Aanmerkelijk subtieler is het duet van Andreas Hannes (SNDO). Skipping voert hij uit samen met performer Ahmed El Gendy. Zij aan zij huppelend op de beat langs de randen van de kleine zaal vangt het aan. Samen met hen komen we in een cadans, dat een kader schept voor overgave en onthaasting. De strakke geometrische patronen in de ruimte verschuiven na lange tijd, maar nergens wordt het huppelritme onderbroken. Dat dit eindeloze huppelen ook fysiek wat van de dansers vraagt horen we aan hun ademhaling als de soundscape uiteindelijk een stilte laat vallen. Maar of de beat nu stopt, of het licht dooft, het huppelen gaat eindeloos door. Hannes neemt een loopje met het publiek en speelt met verwachtingen. Door zijn choreografie steeds een nieuwe wending te geven laat hij ons in alle eenvoud een gevoel van oneindigheid ervaren.

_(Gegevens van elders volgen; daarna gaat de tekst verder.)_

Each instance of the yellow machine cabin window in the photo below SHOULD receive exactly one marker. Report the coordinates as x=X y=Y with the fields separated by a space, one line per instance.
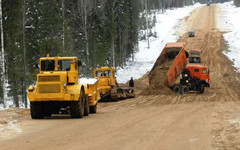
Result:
x=64 y=65
x=204 y=71
x=47 y=65
x=98 y=73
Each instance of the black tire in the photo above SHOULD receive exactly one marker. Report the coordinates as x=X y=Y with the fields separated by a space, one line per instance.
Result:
x=177 y=89
x=86 y=107
x=47 y=109
x=93 y=109
x=201 y=89
x=37 y=110
x=77 y=107
x=184 y=89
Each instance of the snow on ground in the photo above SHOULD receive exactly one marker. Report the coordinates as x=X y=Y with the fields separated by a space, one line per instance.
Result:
x=228 y=21
x=166 y=27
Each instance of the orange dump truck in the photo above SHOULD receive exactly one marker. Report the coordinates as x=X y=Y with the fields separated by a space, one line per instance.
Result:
x=194 y=56
x=194 y=76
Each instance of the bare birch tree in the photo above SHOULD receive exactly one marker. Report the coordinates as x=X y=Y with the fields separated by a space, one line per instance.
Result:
x=3 y=59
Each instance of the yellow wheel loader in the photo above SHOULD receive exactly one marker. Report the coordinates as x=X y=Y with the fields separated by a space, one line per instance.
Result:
x=58 y=90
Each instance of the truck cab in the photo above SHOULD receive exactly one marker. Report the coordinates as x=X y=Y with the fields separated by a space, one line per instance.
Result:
x=195 y=77
x=194 y=56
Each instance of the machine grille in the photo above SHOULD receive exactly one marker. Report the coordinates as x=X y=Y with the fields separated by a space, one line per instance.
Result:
x=49 y=88
x=48 y=78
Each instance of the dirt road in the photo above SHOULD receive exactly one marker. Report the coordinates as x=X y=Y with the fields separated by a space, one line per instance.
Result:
x=168 y=122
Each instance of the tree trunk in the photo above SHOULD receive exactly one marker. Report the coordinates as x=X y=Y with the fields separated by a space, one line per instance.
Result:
x=24 y=56
x=3 y=59
x=113 y=52
x=146 y=9
x=85 y=29
x=63 y=17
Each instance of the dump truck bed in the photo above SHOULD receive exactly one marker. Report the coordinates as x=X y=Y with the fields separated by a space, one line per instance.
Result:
x=169 y=65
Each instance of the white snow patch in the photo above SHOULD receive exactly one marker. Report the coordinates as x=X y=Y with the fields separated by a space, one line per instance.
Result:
x=228 y=21
x=166 y=27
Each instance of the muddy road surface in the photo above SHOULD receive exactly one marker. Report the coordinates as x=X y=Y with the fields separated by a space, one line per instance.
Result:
x=166 y=121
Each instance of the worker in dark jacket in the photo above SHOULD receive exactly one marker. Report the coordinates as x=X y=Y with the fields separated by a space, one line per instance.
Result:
x=131 y=83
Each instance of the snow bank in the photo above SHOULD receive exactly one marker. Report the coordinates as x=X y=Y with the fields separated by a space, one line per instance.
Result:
x=228 y=21
x=166 y=27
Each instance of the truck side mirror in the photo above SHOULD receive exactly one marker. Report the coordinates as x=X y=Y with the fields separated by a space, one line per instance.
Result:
x=79 y=63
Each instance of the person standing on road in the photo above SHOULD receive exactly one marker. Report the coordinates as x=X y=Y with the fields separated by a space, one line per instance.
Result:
x=131 y=83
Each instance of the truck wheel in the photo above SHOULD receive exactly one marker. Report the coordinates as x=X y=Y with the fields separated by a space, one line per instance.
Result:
x=201 y=89
x=77 y=108
x=86 y=108
x=93 y=109
x=177 y=89
x=36 y=109
x=185 y=89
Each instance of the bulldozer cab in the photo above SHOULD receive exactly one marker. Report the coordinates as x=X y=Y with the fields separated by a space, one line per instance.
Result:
x=106 y=76
x=58 y=64
x=66 y=68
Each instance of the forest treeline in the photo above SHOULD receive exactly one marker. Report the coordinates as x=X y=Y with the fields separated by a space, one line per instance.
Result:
x=98 y=32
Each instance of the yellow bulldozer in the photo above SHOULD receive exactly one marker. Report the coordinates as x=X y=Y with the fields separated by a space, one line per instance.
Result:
x=109 y=88
x=58 y=90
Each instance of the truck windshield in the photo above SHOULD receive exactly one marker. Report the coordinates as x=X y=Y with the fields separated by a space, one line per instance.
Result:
x=47 y=65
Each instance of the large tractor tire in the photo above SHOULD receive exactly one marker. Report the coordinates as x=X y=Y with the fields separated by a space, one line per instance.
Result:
x=177 y=89
x=77 y=107
x=86 y=107
x=184 y=89
x=93 y=109
x=47 y=109
x=37 y=110
x=201 y=89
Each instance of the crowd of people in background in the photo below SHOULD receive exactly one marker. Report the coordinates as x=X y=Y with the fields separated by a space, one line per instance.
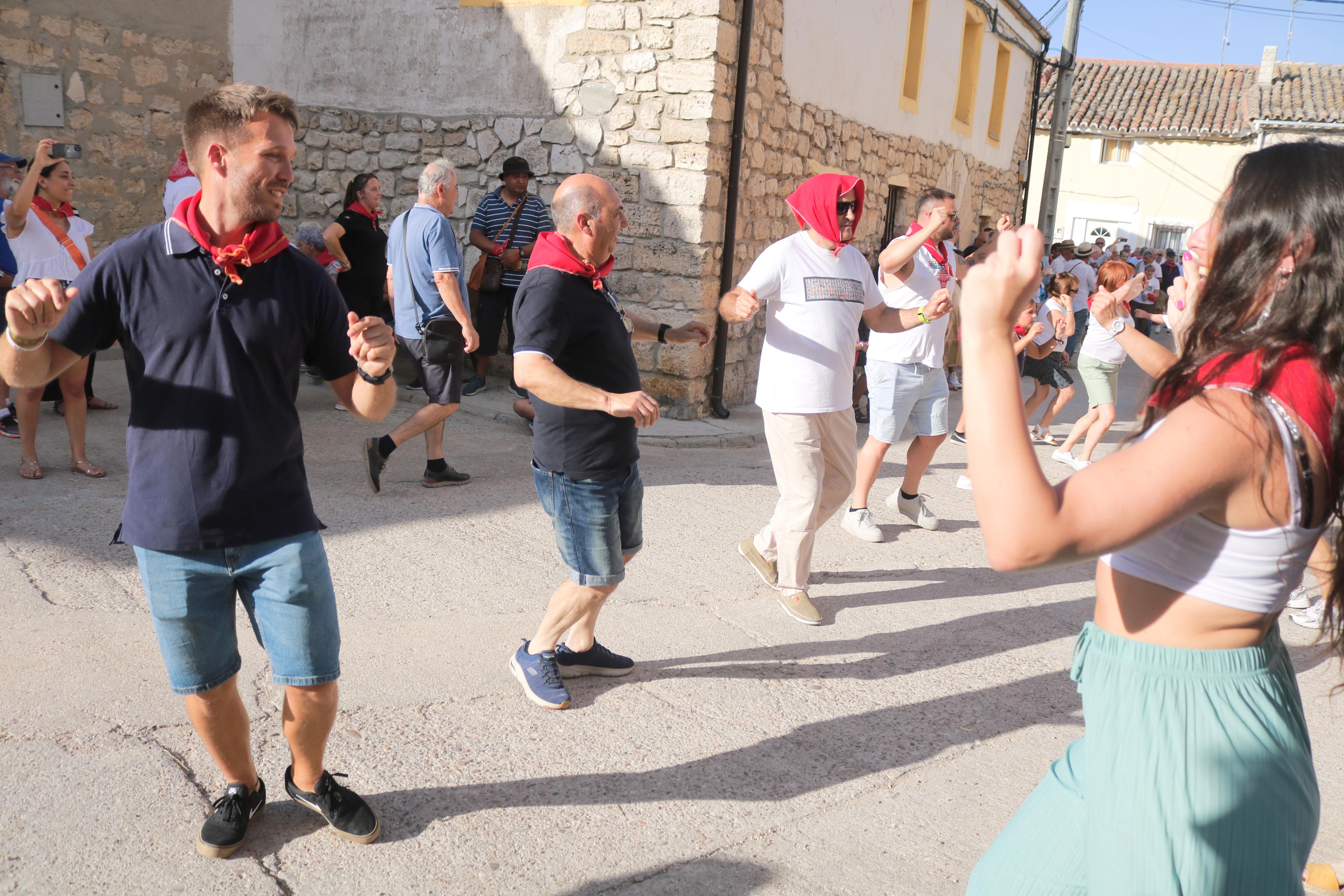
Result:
x=1245 y=378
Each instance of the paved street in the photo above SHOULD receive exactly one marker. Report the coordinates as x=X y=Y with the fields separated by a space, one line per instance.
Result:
x=880 y=753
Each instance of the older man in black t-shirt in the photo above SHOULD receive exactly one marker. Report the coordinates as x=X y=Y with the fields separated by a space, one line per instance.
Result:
x=573 y=355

Tijd speelt ook een rol in een andere SNDO-performance. In Metamotion For 270degrees laat Antonia Steffens zich inspireren door de figuur Salome. Haar soundscape komt en gaat en wat voor sound het ook is, steeds heeft het een repetitief karakter. Zo ontstaat een soort vacuüm, bijna een droom, waarin Steffens met behulp van abstracte en concrete objecten een sfeer bouwt. De mythe wordt herleeft maar ook gedeconstrueerd. Steffens creëert een tijdloze ruimte waarin wij getuigen zijn van haar zoektocht. Helaas viel de derde voorstelling van de SNDO in het water, doordat de helft van het publiek vertrok naar een volgende voorstelling. Liever laat ik deze performance daarom buiten beschouwing.